Thursday, September 15th, 2011

Natural News – September 15, 2011

by M.K. Tyler

(NaturalNews) If you have ever seen a commercial for a pharmaceutical drug, you are probably familiar with the long list of dangerous side effects that are rattled off in the last five seconds of the advertisement, just after viewers are told how Drug “X” is going to save their lives, improve their memories or give them unlimited energy. What was that? Did he just say that pill might cause bleeding out of my eyes?

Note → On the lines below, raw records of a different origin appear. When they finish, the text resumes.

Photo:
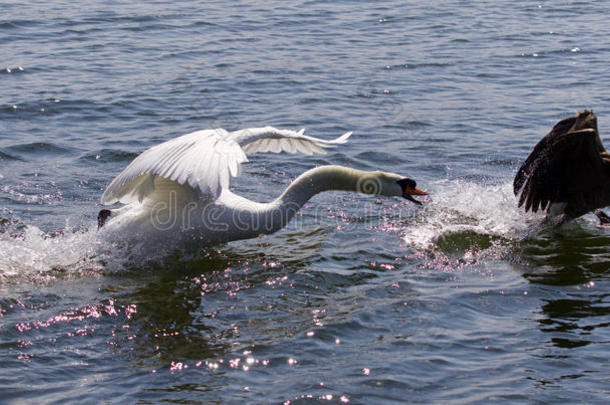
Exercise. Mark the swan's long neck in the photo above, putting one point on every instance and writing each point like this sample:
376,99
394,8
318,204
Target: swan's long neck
323,178
250,218
273,216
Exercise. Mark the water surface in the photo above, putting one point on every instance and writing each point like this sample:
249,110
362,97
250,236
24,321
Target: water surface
359,300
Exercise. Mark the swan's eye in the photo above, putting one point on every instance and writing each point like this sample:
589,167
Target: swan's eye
406,183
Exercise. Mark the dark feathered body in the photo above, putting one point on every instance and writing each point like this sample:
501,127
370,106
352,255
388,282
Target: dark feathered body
570,166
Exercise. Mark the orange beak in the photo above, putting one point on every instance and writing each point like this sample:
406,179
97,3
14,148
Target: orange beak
410,191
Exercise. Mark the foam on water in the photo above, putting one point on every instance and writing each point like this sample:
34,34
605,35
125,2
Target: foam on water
462,207
32,253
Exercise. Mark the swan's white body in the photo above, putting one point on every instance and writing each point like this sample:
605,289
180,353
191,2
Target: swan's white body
178,191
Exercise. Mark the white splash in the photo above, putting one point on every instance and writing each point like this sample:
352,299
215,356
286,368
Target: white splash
457,206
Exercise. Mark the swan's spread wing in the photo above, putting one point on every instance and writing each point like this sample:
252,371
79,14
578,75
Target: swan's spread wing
567,168
203,160
269,139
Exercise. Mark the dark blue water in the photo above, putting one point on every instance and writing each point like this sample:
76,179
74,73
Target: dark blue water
359,300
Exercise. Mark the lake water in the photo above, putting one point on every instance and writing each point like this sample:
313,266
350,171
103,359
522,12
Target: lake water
360,299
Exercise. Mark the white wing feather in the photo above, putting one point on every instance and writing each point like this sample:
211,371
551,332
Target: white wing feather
205,161
269,139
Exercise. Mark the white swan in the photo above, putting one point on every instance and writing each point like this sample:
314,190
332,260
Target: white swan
178,191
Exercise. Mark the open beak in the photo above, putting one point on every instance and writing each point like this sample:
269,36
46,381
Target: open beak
411,191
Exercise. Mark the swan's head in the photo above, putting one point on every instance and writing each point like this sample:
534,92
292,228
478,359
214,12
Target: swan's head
102,217
390,185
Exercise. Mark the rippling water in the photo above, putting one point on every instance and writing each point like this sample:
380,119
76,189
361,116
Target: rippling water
359,300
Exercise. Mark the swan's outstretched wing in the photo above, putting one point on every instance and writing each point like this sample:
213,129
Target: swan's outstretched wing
565,166
269,139
204,160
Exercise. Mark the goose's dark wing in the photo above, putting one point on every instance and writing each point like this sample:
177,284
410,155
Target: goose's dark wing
563,167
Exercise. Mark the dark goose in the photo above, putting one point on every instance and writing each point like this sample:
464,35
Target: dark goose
568,170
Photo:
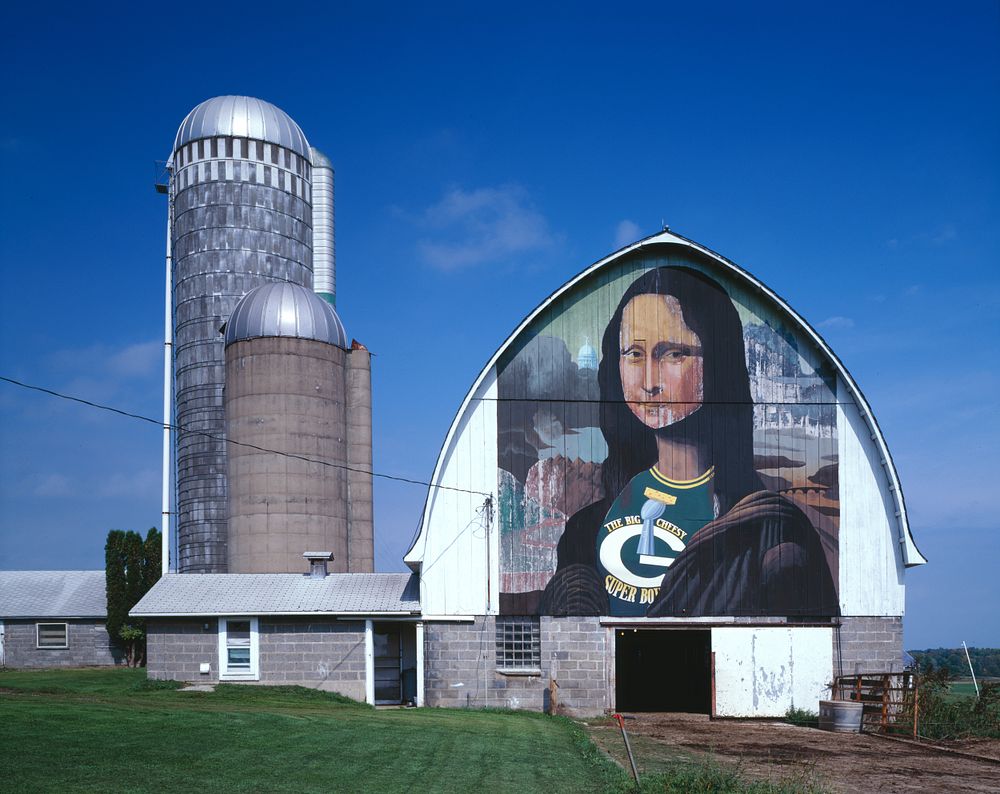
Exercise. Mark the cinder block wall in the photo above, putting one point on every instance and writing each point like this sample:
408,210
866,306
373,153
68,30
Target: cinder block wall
322,655
176,648
460,667
869,645
328,655
89,645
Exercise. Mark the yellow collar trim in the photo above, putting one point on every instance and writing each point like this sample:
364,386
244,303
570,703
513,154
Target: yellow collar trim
683,484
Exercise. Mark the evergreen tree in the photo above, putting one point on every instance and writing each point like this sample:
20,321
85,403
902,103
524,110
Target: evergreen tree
114,573
132,566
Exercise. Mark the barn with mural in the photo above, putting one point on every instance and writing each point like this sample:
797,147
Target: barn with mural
663,492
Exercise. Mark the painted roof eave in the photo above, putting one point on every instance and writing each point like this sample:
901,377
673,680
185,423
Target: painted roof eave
911,554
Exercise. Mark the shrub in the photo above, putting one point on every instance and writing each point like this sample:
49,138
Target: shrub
802,717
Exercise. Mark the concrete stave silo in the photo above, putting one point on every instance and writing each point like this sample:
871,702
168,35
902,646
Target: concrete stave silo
241,217
294,403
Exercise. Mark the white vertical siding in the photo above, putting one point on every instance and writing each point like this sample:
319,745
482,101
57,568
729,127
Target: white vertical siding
762,672
871,562
453,572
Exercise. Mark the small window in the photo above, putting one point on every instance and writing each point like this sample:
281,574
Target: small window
238,648
518,643
52,635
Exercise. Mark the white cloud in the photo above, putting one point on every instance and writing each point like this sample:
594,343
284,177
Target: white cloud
474,227
626,232
54,485
136,360
145,482
133,360
837,322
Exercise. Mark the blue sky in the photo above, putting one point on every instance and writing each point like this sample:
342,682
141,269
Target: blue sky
846,154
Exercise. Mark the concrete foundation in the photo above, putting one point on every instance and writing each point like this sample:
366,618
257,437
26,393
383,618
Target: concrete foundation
868,645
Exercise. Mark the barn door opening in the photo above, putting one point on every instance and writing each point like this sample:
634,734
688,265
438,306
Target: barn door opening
663,670
395,650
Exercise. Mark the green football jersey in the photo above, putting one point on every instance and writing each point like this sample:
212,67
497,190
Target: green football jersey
648,525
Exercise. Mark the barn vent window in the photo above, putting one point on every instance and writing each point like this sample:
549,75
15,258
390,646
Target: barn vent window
52,635
518,643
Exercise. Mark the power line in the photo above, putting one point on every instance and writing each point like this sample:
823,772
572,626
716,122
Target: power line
179,429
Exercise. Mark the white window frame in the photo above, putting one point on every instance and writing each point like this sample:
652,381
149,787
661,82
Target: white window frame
253,674
38,635
518,644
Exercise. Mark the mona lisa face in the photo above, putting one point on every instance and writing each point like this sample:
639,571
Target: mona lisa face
662,369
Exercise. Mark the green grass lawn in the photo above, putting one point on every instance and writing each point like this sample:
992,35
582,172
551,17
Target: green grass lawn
110,730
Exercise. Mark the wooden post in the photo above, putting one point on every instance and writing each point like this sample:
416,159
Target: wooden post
712,713
628,747
886,683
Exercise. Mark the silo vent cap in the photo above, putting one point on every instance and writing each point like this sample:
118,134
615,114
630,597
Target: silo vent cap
285,310
242,117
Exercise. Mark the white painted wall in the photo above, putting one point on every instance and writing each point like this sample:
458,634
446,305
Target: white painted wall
762,672
871,555
456,565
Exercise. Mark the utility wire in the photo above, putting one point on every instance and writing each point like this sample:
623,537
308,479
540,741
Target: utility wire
179,429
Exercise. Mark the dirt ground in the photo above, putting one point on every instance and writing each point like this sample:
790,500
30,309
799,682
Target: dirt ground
775,750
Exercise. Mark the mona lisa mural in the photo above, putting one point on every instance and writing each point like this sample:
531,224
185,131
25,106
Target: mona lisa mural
686,468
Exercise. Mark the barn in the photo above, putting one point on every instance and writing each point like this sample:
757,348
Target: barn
664,491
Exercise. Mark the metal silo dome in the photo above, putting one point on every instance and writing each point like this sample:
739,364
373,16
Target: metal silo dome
242,117
283,309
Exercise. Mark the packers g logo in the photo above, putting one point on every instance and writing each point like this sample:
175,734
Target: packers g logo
622,551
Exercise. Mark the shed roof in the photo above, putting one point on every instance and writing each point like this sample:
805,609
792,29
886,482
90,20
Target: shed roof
53,594
177,595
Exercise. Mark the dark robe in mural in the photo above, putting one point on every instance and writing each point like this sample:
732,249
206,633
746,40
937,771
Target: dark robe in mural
763,557
681,383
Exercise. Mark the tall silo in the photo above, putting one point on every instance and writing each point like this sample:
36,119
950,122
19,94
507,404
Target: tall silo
289,382
324,252
241,217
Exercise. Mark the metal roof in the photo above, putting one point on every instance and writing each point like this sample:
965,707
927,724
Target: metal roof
283,309
911,554
53,594
213,594
242,117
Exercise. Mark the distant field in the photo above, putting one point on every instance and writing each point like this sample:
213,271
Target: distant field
111,731
964,687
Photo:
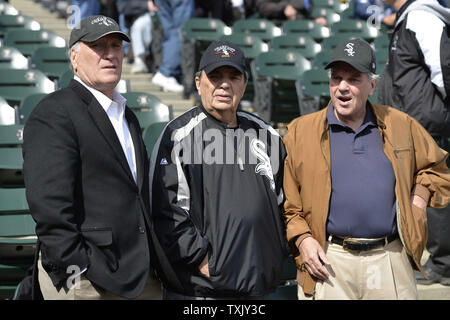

Drug companies do a great job – and spend a lot of money – to ensure that most consumers aren’t aware of the harmful side effects of common drugs prescribed for conditions like depression, heart disease, arthritis, ADHD or high blood pressure. Unfortunately, the result of this has created a society where the average person with a health problem is captivated by the promises delivered in clever advertising. There is a drug for everything? All I have to do is talk to my doctor? How convenient.

But what if there was a way to take back control of our lives and our health? What if, despite talking to your doctor, you still have questions or concerns about the safety of a drug?

The Citizens Commission on Human Rights International (CCHR) has a database that allows you to do just that. It’s called the Psychiatric Drug Database, and it allows consumers to research the potential side effects of common psychiatric drugs, such as Ritalin or Wellbutrin.

While the database is limited to psychiatric drugs, this type of public information portal represents a significant step in the right direction to help patients find unbiased information and make informed decisions about their health.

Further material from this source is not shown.